Con este desasosiego andaba el otro día cuando recordé que mi padre votó por primera vez a los 39 años, en 1977. Recordé cómo le contaba a la adolescente curiosa de 12 años que tenía en casa que con anterioridad habían votado «pero eso no era democracia». Se refería al referéndum de 1966 por el que se aprobó la Ley Orgánica del Estado, una actualización de los principios del régimen franquista. Hablaba de él como de un plebiscito y lo relacionaba con «una cosa» que llamaba «el culto a la personalidad». Así lo recuerdo. Podría decirse que mi padre, que no es politólogo ni nada que se le parezca, me dio mi primera clase de Ciencia Política. También de ciudadanía. Con el tiempo vendrían más, en casa y, por supuesto, en la facultad donde supe, por ejemplo, que eso del culto a la personalidad lo acuñó Jrushchov en referencia a Stalin. Estarán conmigo en que esas primeras lecciones no estaban nada mal para una niña de 12 años: referéndum, plebiscito y culto a la personalidad.
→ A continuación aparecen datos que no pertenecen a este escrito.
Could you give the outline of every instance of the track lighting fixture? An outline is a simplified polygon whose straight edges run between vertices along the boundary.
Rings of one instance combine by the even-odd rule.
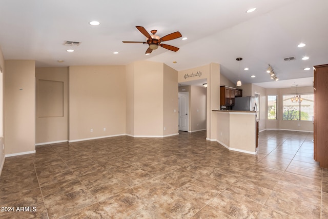
[[[277,75],[276,75],[275,71],[274,71],[273,68],[270,65],[270,64],[269,64],[269,67],[266,70],[266,72],[269,73],[270,74],[270,78],[272,79],[273,80],[275,80],[275,81],[279,80],[279,78],[278,78]]]
[[[238,72],[240,72],[240,61],[241,60],[242,60],[242,58],[241,58],[241,57],[237,58],[236,58],[236,60],[238,61]],[[241,86],[241,81],[240,81],[240,78],[239,78],[239,76],[240,76],[240,73],[238,73],[238,81],[237,81],[237,84],[236,84],[236,86],[237,86],[237,87],[239,87],[239,86]]]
Y como hace tiempo que dejé la juventud y también la soberbia de quien cree saberlo todo e inventado todo -que tantas veces acompaña a esa etapa-, pensé agradecida en esas primeras charlas y me reconocí en un creciente respeto a mis mayores, a esos mayores que votaron por primera vez a los 39 años. Pienso en ellos y en cómo, hasta entonces, se les había negado su condición de ciudadanos y ciudadanas, de sujetos políticos; pensé en un régimen que les trató como menores de edad incapaces de participar en la toma de decisiones sobre sus vidas.

Estos recuerdos me han ido animando, aunque también he sentido algo de vergüenza, porque la desmemoria es ofensiva e injusta y el olvido, el hastío y la decepción me estaban alejando de la urna. Treinta y nueve años, treinta y nueve años. treinta y nueve años resuenan en mi cabeza y bombean mi corazón.

Supongo que al leer el título de este artículo y cuál es mi profesión esperarían un análisis sesudo. Ya ven que no ha sido así. Esta vez ni siquiera he pontificado; solo he escrito un breve relato autobiográfico cargado de sentimiento. Todo ha sido muy yo, yo, yo. Pensarán que es un error y que les he contado mi vida y utilizado esta tribuna de opinión como si fuera el diván del psicoanalista o un confesionario donde purgar el pecado del olvido. «¡Pa' lo que hemos quedao!», pensarán. Tal vez, y de momento, hayamos quedado para recuperar la memoria. No es poco porque, en mi caso, la memoria me vuelve agradecida, me devuelve algo de esperanza y me conducirá, una vez más, al colegio electoral. Bendita memoria.